News

Trans Freedom Fighters Help Today’s Trans Teens

Carl Siciliano, executive director of the Ali Forney CenterPhoto by Robert Stolarick

In the late 1990s when Carl Siciliano worked at Safe Space, an organization that helped homeless teens, he ended up with a lot of gang members at the intake center. Many of them, mostly Crips and Bloods, were virulently homophobic and would assault the gay and transgender teens who would show up.
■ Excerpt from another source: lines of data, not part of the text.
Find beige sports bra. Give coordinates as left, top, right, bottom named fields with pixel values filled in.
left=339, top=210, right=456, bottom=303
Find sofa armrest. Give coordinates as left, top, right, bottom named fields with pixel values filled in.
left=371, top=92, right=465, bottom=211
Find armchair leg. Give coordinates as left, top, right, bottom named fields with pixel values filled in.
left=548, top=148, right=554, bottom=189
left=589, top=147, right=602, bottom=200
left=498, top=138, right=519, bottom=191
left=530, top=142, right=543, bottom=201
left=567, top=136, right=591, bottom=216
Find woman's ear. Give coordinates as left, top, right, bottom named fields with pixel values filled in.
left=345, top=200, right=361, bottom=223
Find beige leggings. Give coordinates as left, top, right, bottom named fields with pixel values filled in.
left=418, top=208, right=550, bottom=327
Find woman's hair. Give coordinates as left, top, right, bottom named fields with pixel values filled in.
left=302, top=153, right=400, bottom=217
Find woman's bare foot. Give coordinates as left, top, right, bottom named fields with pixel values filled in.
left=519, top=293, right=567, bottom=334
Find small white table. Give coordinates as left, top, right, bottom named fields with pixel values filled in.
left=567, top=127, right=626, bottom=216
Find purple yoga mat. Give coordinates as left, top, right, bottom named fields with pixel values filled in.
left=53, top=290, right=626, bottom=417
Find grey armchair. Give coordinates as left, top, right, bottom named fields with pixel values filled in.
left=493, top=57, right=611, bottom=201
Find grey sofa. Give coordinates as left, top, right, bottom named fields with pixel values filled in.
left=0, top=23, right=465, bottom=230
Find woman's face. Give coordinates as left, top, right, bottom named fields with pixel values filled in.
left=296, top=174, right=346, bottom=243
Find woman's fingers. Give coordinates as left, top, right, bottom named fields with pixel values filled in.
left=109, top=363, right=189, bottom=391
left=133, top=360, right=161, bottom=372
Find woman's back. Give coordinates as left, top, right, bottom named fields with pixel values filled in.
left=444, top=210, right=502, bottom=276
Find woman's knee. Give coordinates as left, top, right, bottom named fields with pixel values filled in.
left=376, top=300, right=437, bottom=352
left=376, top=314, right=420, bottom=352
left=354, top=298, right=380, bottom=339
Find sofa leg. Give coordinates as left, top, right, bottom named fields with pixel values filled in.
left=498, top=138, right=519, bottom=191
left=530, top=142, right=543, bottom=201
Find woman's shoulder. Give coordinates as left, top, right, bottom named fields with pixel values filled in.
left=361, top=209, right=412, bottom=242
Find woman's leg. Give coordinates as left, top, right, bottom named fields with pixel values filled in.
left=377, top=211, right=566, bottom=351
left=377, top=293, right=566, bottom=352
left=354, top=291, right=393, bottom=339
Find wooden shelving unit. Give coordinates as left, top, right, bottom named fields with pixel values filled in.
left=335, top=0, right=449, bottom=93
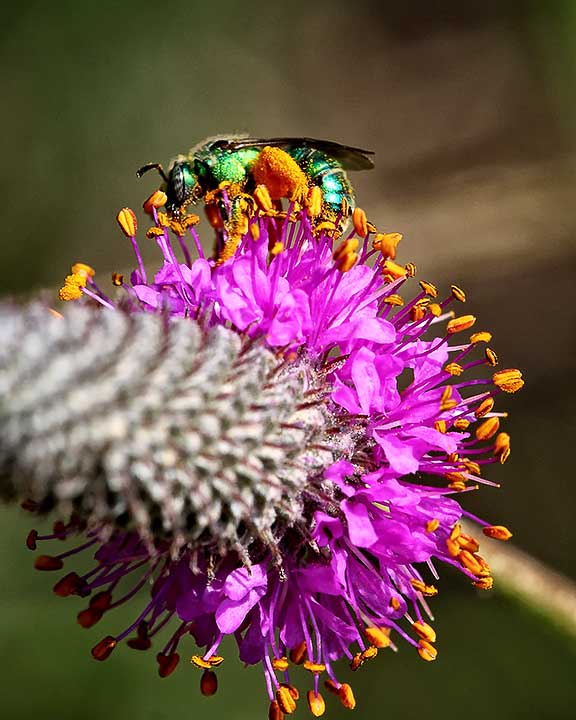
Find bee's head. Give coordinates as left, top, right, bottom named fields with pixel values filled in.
left=165, top=159, right=202, bottom=215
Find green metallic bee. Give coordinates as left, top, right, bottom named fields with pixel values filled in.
left=137, top=135, right=374, bottom=262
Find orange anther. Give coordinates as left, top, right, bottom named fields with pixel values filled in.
left=482, top=525, right=512, bottom=540
left=308, top=690, right=326, bottom=717
left=492, top=368, right=524, bottom=393
left=446, top=315, right=476, bottom=335
left=116, top=208, right=138, bottom=238
left=475, top=417, right=500, bottom=441
left=91, top=635, right=116, bottom=660
left=200, top=670, right=218, bottom=697
left=34, top=555, right=64, bottom=572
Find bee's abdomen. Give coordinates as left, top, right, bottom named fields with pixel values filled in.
left=289, top=147, right=354, bottom=221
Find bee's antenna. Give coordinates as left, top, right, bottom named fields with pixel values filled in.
left=136, top=163, right=168, bottom=183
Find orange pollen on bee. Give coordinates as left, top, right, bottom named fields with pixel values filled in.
left=492, top=368, right=524, bottom=393
left=372, top=233, right=403, bottom=260
left=474, top=397, right=494, bottom=419
left=252, top=146, right=308, bottom=201
left=116, top=208, right=138, bottom=238
left=475, top=417, right=500, bottom=441
left=446, top=315, right=476, bottom=335
left=352, top=208, right=368, bottom=238
left=482, top=525, right=512, bottom=541
left=307, top=690, right=326, bottom=717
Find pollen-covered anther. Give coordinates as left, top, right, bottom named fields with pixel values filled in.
left=418, top=640, right=438, bottom=662
left=450, top=285, right=466, bottom=302
left=200, top=670, right=218, bottom=697
left=307, top=690, right=326, bottom=717
left=482, top=525, right=512, bottom=541
left=142, top=190, right=168, bottom=215
left=254, top=185, right=274, bottom=212
left=34, top=555, right=64, bottom=572
left=333, top=238, right=359, bottom=272
left=444, top=363, right=464, bottom=377
left=410, top=578, right=438, bottom=597
left=352, top=208, right=368, bottom=238
left=91, top=635, right=117, bottom=661
left=156, top=653, right=180, bottom=678
left=304, top=185, right=323, bottom=218
left=492, top=368, right=524, bottom=393
left=382, top=260, right=406, bottom=284
left=116, top=208, right=138, bottom=238
left=474, top=417, right=500, bottom=442
left=276, top=685, right=296, bottom=715
left=302, top=660, right=326, bottom=675
left=372, top=233, right=403, bottom=260
left=484, top=348, right=498, bottom=367
left=420, top=280, right=438, bottom=297
left=364, top=626, right=390, bottom=649
left=412, top=620, right=436, bottom=642
left=474, top=397, right=494, bottom=419
left=272, top=656, right=288, bottom=672
left=446, top=315, right=476, bottom=335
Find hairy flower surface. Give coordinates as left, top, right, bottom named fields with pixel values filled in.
left=0, top=191, right=523, bottom=720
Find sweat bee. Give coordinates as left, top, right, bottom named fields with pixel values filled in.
left=137, top=135, right=374, bottom=262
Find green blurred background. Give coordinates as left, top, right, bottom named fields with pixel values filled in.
left=0, top=0, right=576, bottom=720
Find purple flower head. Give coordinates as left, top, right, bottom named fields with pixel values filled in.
left=0, top=183, right=523, bottom=720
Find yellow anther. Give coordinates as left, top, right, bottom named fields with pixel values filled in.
left=458, top=533, right=480, bottom=553
left=492, top=368, right=524, bottom=393
left=420, top=280, right=438, bottom=297
left=446, top=315, right=476, bottom=335
left=276, top=685, right=296, bottom=715
left=410, top=305, right=426, bottom=322
left=412, top=620, right=436, bottom=642
left=290, top=642, right=307, bottom=665
left=418, top=640, right=438, bottom=662
left=364, top=627, right=390, bottom=648
left=444, top=363, right=464, bottom=377
left=307, top=690, right=326, bottom=717
left=410, top=578, right=438, bottom=597
left=434, top=420, right=446, bottom=434
left=454, top=418, right=470, bottom=430
left=484, top=348, right=498, bottom=367
left=254, top=185, right=274, bottom=212
left=384, top=294, right=404, bottom=307
left=306, top=185, right=324, bottom=218
left=302, top=660, right=326, bottom=673
left=470, top=330, right=492, bottom=345
left=272, top=656, right=288, bottom=672
left=426, top=518, right=440, bottom=533
left=458, top=550, right=483, bottom=575
left=116, top=208, right=138, bottom=237
left=482, top=525, right=512, bottom=541
left=382, top=260, right=406, bottom=283
left=472, top=576, right=494, bottom=590
left=372, top=233, right=402, bottom=260
left=450, top=285, right=466, bottom=302
left=338, top=683, right=356, bottom=710
left=352, top=208, right=368, bottom=238
left=475, top=417, right=500, bottom=441
left=142, top=190, right=168, bottom=215
left=70, top=263, right=96, bottom=278
left=474, top=397, right=494, bottom=419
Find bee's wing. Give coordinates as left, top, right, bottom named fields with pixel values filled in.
left=220, top=137, right=374, bottom=170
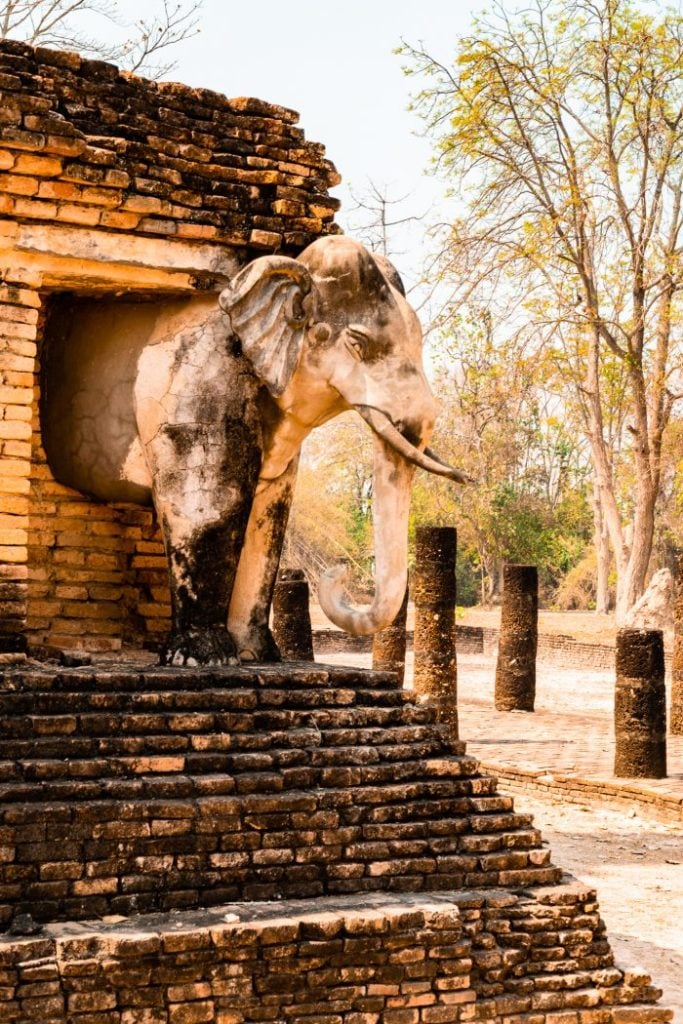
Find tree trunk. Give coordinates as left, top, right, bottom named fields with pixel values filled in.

Instead of risking the threat of violence, many of the gay and trans teens stopped going. 

That’s when Siciliano had the idea of opening housing for gay homeless youth.

“I was never into the idea of segregated spaces,” said Siciliano, who now is the executive director of the Ali Forney Center. “But it was amazing to see what a difference it made, to see how well they responded to having a safe space.”

Now, Siciliano said, he wants to take that step specifically for transgender teens. Siciliano plans to open the center’s first housing unit dedicated to trans youth by next year, with one apartment initially, which can accommodate six to eight people.

“A transgender youth needs a safe space, somewhere where they don’t experience trasnsphobic bias and judgment and hostility from clients and staff,” he said. “A place where the complexities of their gender are going to be recognized.”

He said trans youth spend much of their energy defending who they are. 

“Some would do better being somewhere where they can just breathe free,” he said.

Junior LaBeija, a member of the team Siciliano assembled to consult on the new housing unit, said homelessness can be the “cruelest component” of a trans youth’s life. 

“Your mindset is now influenced by the harsh reality of biases, discrimination, prejudice, excommunication, stigmatization, verbal and physical abuse,” he said. “Imagine what supports and services trans youth are denied because of immaturity from being co-dependent and thrusted into these mean streets.”

Siciliano said no one lobbies for homeless children in the city, gay or straight, and trans teens are often left out of the equation. 

“It’s appalling to me that that these kids have to trade their bodies for sex to get some sleep at night,” he said. “Go to the different mainstream places and ask them: What do you do to provide for their transgender kids? See what they say. They won’t even know how to answer that question. That’s one indication of how tough it is for these kids in the system.”

Siciliano said the Center’s new housing will be driven by a recognition that trans teens have a different set of challenges. 

“We acknowledge that it costs more for these transgender kids; it costs more for them to look presentable and be employable,” he said. “They need more bathroom time. They need more resources to look presentable, to get a job and to get ready for school so they are not subject to humiliation. They need safe access to hormones.” 

As part of a history program he calls the Summer Sessions of Legends and Pioneers, Siciliano invited two trans women who were teens the night of the Stonewall riots. 

Siciliano said they were part of a crew of LGBT youth who congregated across from the Stonewall Inn during the 1960s. They were throwing pennies, known as “coppers,” at officers as they dragged gay men to the back of waiting police wagons. 

“They were the most out-there, in-your-face, not-hiding-their-queerness people in New York City,” he said. 

But what most people do not know, said Sicilaino, is that after the arrests at Stonewall, a trans teen turned the incident into a full-blown act of civil defiance. Her name was Ms. New Orleans, and as she loosened a parking meter from its moorings, people saw what she was doing and helped. Once it was free, she used it as a battering ram.

“That was the moment,” Sicialiano said, “that was the moment when that night went from being hostile and tense to a full-fledged riot.”

He said the more established LGBT organizations that have benefited from the trans teens of decades ago — those who were instrumental in taking the fight to the streets at the beginning of the movement — shouldn’t abandon those same teens now. 

“It’s shameful to see them pushed from the Village, but it’s more shameful to see how many of them still need to sleep on trains because they can’t get housing,” he said. “It’s a betrayal of the role that transgender youth played in the Stonewall riots, and the role they have played in the liberation movement to see these these kids pushed away.”